Thai and Kazakh film industries explore joint film ventures


Living in Thailand these past 16 years, it’s been interesting to watch the growth of the film entertainment industry here. While 16 years may seem like forever, it is only a "tick" on the clock of time.

Recently this growth was signaled by the visit of representatives from Kazakhstan to the Thailand Film Office to discuss cooperative film-related ventures. The Kazakh Film Studios, headed up by Yermek Amanshayev, were in Bangkok filming scenes for their movie Florist. The Kazakhstan government is a majority stakeholder in the Film Studios, which invests approximately US$30-50 million in film production annually.

Representatives from the Thailand Film Office and the Kazakh delegation agreed that Thailand offers many opportunities for co-productions and has a production-services sector, particularly post-production services, that operates to international standards. Both sides will seek avenues for future cooperation.

It's fantastic to see the once-fledgling Thai Film Office emerge as a model for developing film industries of the world.

North Korea Executes Video Pirates
North Korea is also said to have quite a developed infrastructure for its film industry, which is absolutely controlled by the State. The King Father of Cambodia, Norodom Sihanouk, did post-production for his movies in that nation back in the 1960s.

While North Korea used to be a hub for production and post of movies, the energy of the State nowadays is going into stemming the flow of South Korean and Chinese movies and TV soap operas into the country. North Korean defectors reportedly say South Korean TV dramas and movies as well as tapes of South Korean pop songs are being smuggled across the long-porous border with China.

The Pyongyang regime has set up special checkpoints at border cities to stem the smuggling of illegal foreign films and, according to The Associated Press, "publicly executed offenders as a warning against dealing in black-market videos." Somehow we doubt the Motion Picture Association will ever go to that extreme in its battle against piracy.

Indian Entertainment Eyes 10.5% Growth
At the end of July, the latest edition of the PricewaterhouseCoopers report "Indian Entertainment and Media Outlook 2009" was released in Mumbai.

The biggest finding was the forecast that the Indian entertainment and media industry will grow by 10.5% cumulatively during the 2009-13 period to reach 929 billion rupees (approximately US$19.5 billion).

The film industry alone is set to grow from 107 billion rupees ($2.3 billion) in 2008 to 185 billion rupees ($3.9 billion) in 2013. Shares of the film industry are expected to shift marginally from traditional revenues to new, emerging revenues.

Panelists at a special PwC panel on report findings included Rajesh Sawhney, president of Reliance Big Entertainment Pvt Ltd., who observed, "We at Reliance Entertainment change every day, every minute, and focus a lot on innovations. I believe this downturn has taught us to be cash-tight, and the long-term prospects of the entertainment and media industry by and large have remained unharmed.”

The panel was moderated by Timmy Kandhari, leader of the India Entertainment and Media Practice at PricewaterhouseCoopers. Kandhari commented, “The slowdown in growth requires the E&M industry to revisit their short-term business plans and strategies. However, double-digit growth is expected to return over the forecast period, with India recording one of the highest growths in the E&M industry as well as in advertising spending in the world, along with China.”

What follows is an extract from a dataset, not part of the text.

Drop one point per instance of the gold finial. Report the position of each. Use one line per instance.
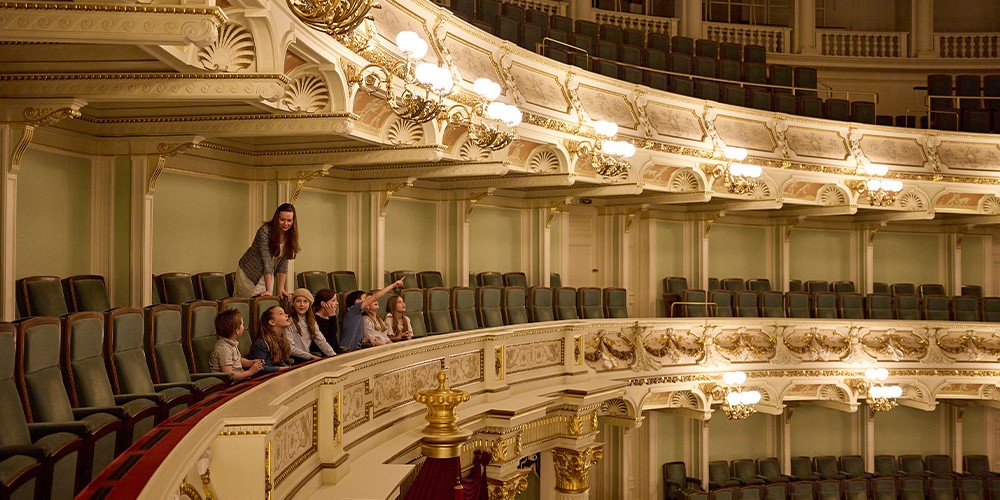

Japan Enjoys Box-office Rise

By now you may have read that Japanese box-office earnings for the first half of 2009 totaled approximately $991 million, a 17.6% increase over the same period last year.
Local media publication Bunka Tsushin surveyed the top 13 foreign and local distributors in Japan, who account for 95% of the market.

Topper on the list, taking in US$323 million, was Toho and its foreign film distribution arm Toho-Towa ($123 million). Shochiku ($112 million) and Sony ($94 million) came in a respectable third and fourth, respectively.